Alchemix V3 uses a layered approach to access control, emergency response, and risk management across its contracts. Each layer is designed to limit the blast radius of any single failure point, whether that's a compromised key, a bad strategy, or a systemic market event.
Access Control
Alchemist
The Alchemist uses a two-step admin transfer pattern (setPendingAdmin + acceptAdmin) to prevent accidental or malicious ownership transfers. Admin functions control protocol parameters like collateralization ratios, fees, and contract references. Guardians are a secondary role set by the admin. They can pause deposits and loans but cannot change protocol parameters, access funds, or unpause without the admin.
MYT Management
The MYT management layer (AlchemistCurator and AlchemistAllocator) inherits from PermissionedProxy, which defines two roles: admin and operator. The admin manages the operator set and controls which function selectors operators can forward via proxy(). Operators handle day-to-day operations like allocating funds between strategies.
The Curator uses the admin role for cap adjustments and the operator role for strategy additions and removals. The Allocator allows both admins and operators to move funds, but operators are further constrained by local risk caps from the StrategyClassifier. The admin can allocate up to the full cap limits, while operators are capped per-strategy based on their risk classification.

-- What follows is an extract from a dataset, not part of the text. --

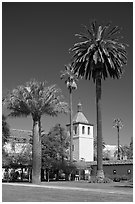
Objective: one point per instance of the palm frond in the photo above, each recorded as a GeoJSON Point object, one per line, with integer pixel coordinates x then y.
{"type": "Point", "coordinates": [101, 46]}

Individual MYTStrategy contracts use an onlyOwner pattern (via OpenZeppelin's Ownable) for configuration like setting the kill switch, managing whitelisted allocators, and claiming rewards.
Timelocks
Cap increases and strategy additions/removals on the MYT vault go through the Morpho VaultV2 timelock system. The Curator must first submit a change, wait for the timelock period to elapse, then execute it in a second transaction. Cap decreases bypass the timelock since they only restrict exposure, never expand it.
Emergency Response
Alchemist Pausing
The Alchemist has two independent pause flags: depositsPaused and loansPaused. Both can be toggled by the admin or any active guardian. Pausing deposits prevents new collateral from entering the system. Pausing loans prevents new borrowing. Neither pause affects withdrawals, repayments, or liquidations. Users can always exit and positions can always be made healthy.
MYT Kill Switch
Each MYT strategy has a killSwitch that can be toggled by the strategy owner. When enabled, allocations to the strategy revert and reward claims are blocked. Deallocations are not affected, which means funds can always be pulled out of a strategy in emergency mode. The kill switch is a circuit breaker, but not an unwinder. It stops new capital from flowing in but doesn't automatically withdraw anything.
Transmuter
The Transmuter has no pause mechanism. Positions continue to vest regardless of market conditions. Claims can always be executed. The pokeMatured function allows anyone to free up deposit cap space from fully matured positions without requiring the position owner to act.
Risk Management
Collateralization
The Alchemist enforces multiple collateralization layers. The minimumCollateralization is the per-instance ratio below which positions can be liquidated. The globalMinimumCollateralization is a protocol-wide floor that the per-instance minimum can never drop below. The collateralizationLowerBound defines the lowest ratio at which deposits can still be made. Once the system reaches this threshold, new deposits are rejected. The liquidationTargetCollateralization is the ratio that liquidations restore positions to, which must always be at or above the minimum.
MYT Cap Enforcement
The AlchemistAllocator validates allocations against four layers of caps before any capital moves into a strategy: the vault's absolute cap (max assets per strategy), the vault's relative cap (max percentage of total vault assets), the global risk cap (max combined allocation across all strategies in a risk class), and the local risk cap (per-strategy limit, applied only to operators). Deallocations bypass cap validation entirely since removing funds can only reduce risk.
Bad Debt Handling
The Transmuter accounts for bad debt when settling claims. If the Alchemist's total synthetic debt exceeds the underlying collateral value, the Transmuter scales down the vested payout proportionally via a badDebtRatio calculation. This prevents the Transmuter from paying out more than the system can back.
Fee Vaults
The AlchemistETHVault and AlchemistTokenVault escrow funds outside of the Alchemist that can be drawn on to cover obligations to liquidators and redeemers when the Alchemist's own balance is insufficient. Only authorized addresses (the Alchemist and the owner) can withdraw from these vaults.